The night before the talk, I couldn’t sleep, either because of Club Mate or stress, or both. At 6:30 in the morning, I took a single piece of paper from an A5 notebook and wrote speaker notes (I had them lying on my laptop keyboard during the talk).

I watched a RavenPack talk that reminded me what conference talks should be, then went next door to give mine. I sat in the room and spent 40 minutes pretending to listen to the talk before mine, wondering if I was going to faint right now or when I walked onto the stage, my heart thumping. I tried breathing exercises. Breathe in for 4 seconds. Hold for 4 seconds. Breathe out for 4 seconds. Wait 4 seconds. I didn’t feel any difference. Maybe I wasn’t doing it for long enough, or it was already too late. The talk ended. The 15 people in the room started moving. 5 stayed. I walked to the stage. I got the microphone, connected the computer, and waited. People started coming into the room. I sent my wife several messages with count updates. 6. 9. 22. 23. I stopped counting.

The talk began. My heart slowed down, calmed. I started by explaining that I would need only 20 minutes and that they would have a better starting position for lunch. People laughed. I talked. I forgot one or two of my stories. Didn’t matter. I got to the point when I had to stand in silence for a while. I joked that we would sit looking at the screen until it got as uncomfortable as sitting in the old, wooden chairs they put in that conference room. They laughed. I finished the talk. No questions.
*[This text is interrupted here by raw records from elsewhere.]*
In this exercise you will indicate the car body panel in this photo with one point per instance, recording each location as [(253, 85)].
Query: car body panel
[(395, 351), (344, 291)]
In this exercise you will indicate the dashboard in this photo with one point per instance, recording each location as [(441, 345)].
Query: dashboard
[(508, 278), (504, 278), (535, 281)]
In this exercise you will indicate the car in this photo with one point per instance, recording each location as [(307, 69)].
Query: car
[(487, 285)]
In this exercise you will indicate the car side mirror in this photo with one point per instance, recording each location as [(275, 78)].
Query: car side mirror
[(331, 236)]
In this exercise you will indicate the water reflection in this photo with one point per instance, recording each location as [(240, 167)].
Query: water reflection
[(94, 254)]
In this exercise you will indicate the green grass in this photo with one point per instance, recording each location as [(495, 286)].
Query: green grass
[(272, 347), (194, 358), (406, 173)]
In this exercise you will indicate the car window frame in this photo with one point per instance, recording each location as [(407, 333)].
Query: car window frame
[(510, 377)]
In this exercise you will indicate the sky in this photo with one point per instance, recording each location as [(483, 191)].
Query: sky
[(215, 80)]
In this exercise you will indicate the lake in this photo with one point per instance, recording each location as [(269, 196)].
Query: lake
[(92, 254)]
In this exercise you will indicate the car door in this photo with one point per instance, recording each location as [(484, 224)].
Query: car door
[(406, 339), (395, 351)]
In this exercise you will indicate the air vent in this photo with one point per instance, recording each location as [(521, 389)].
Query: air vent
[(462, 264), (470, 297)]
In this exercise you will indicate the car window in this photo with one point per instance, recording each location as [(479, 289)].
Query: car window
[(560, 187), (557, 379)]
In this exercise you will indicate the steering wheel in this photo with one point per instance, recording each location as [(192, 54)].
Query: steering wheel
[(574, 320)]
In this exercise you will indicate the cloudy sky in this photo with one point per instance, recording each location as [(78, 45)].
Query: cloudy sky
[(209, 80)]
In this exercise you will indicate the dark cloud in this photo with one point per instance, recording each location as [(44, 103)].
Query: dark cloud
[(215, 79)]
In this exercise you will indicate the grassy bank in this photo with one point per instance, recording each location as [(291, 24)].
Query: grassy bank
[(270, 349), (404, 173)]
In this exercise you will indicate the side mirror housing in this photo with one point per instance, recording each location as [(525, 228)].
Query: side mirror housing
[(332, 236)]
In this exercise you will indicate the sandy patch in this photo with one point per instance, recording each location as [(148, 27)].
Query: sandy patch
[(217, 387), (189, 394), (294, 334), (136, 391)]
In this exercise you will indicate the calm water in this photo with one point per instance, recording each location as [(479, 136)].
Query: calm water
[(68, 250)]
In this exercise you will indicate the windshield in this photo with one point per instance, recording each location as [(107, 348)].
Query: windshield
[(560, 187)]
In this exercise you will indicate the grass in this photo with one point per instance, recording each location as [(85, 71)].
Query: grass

I said I would take a picture to prove people still care about MLOps. They laughed. That’s when I noticed how many people came. At first glance, the room looked full. I counted the people in the photo later: around 40, half the room. And I think I saw the people who, in my opinion, gave the best talks in my room (hard to tell for sure, since I could only see half a face in the photo).

One person came to me after the talk. I wasn’t the best conversation partner at that time because the stress was leaving my body and I wasn’t even paying attention. (Sorry!) I think I didn’t solve his problem. Well, I didn’t even understand his problem at that time. (Sorry again!)

I decided to check the panels in the East Side Gallery. I hopped on the U-Bahn to Alexanderplatz, changed to the S-Bahn, and got off at Warschauer Strasse. I walked along the wall gallery. The painting of Leonid Brezhnev kissing Erich Honecker was still there. The panel with the text “Many small people who in many small places do many small things that can alter the face of the world” was there, too. So were many others, but I came only for those two. Then I realized I had never been to the Glienicker Brücke in person. I ignored the urge. Honestly, a daily Glienicker Brücke-Oranienburger Strasse commute would be hell.

All my dreams of ever living here are dead already. If I ended up living here now, I would be mildly annoyed, as even the tech scene has matured. Fewer hipster/punk startups, more corporations.

I got to the Ostbahnhof station 2.5 h before the train. I ate a Schinkenpretzel, drank McDonald’s coffee, went to the end of platform 1, and sat on a bench. Years ago, I sat on that bench and took a picture of an “I love you” graffiti with the Alexanderplatz tower in the background. I posted it online with a subtitle “Berlin loves you.” The washed-out graffiti is still there, but a new building obstructs the view, and the tower isn’t visible anymore.

The post-conference survey came in. Among other things, they asked if I would consider sending a talk proposal next year. I said yes. It’s not binding. And I still have my five unsent cancellation emails. Apparently, that’s how my relationship with Berlin will look. Visit once a year, go to a restaurant in Pankow, breathe in the vestiges of the city I once fell in love with.